Crowd

This is a view of part of the crowd at a rally outside the State House. Several hundred people gathered in support of gun ownership and against a package of gun control bills that are being heard in the Senate. (Barbara Haddock Taylor, Baltimore Sun / February 26, 2013)

ANNAPOLIS - Hundreds of gun rights advocates rallied outside the State House on Wednesday in opposition to new gun control measures proposed by Gov. Martin O’Malley.

As O’Malley testified in favor of new gun restrictions before the Senate Judicial Proceedings Committee, protesters outside said his plan to ban assault weapons, limit magazine sizes and strengthen licensing measures would erode their rights.

Harry H. Fahl, a photographer from Essex, warmed up the crowd in the morning by leading a group recitation of the Second Amendment, which quickly turned into a chant.

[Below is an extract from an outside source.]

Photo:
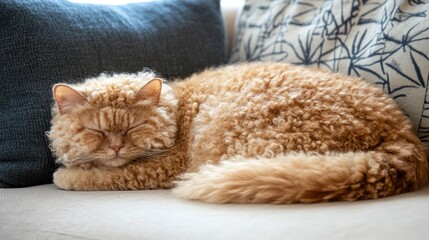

Fahl, 65, said he came to the rally because he feared  new gun control proposals by O’Malley and President Barack Obama showed that the nation was moving away from democracy and toward communism.

He adopted his 16-year-old daughter from China 15 years ago, and he said he was worried that the United States was transforming into the repressive society she left behind.

“This bill doesn’t represent safety,” he said of O’Malley’s proposals. “It represents a destruction of our personal freedoms and a crumbling of our society.”

Fahl said he needed high-capacity ammunition magazines to protect his home and his daughter.  A security alarm thwarted a recent break-in, he said.

“What if my 16-year-old daughter had been there? And what if the person would have gotten in?” he asked.  “I’d much rather have that intruder lying in a pool of blood than my daughter. Period.”

Efforts to impose new restrictions on guns intensified after the Sandy Hook Elementary School shooting in Newtown, Conn., in December.  President Obama and O’Malley both proposed new gun control regulations following the tragedy.

The protesters gathered on Lawyers Mall outside the State House said that any new restrictions must not infringe on their constitutional rights.

Sarah Merkle, a 15-year-old student from Baltimore, said she has been shooting since she was 8. Merkle attended the rally with her mother, Karen Merkle, said she shoots an AR-15 competitively and was hoping to secure a college scholarship.

She addressed the crowd at the rally with a message for the governor.

“Martin O’Malley, you can’t take my guns, you can’t take my rights,” she said.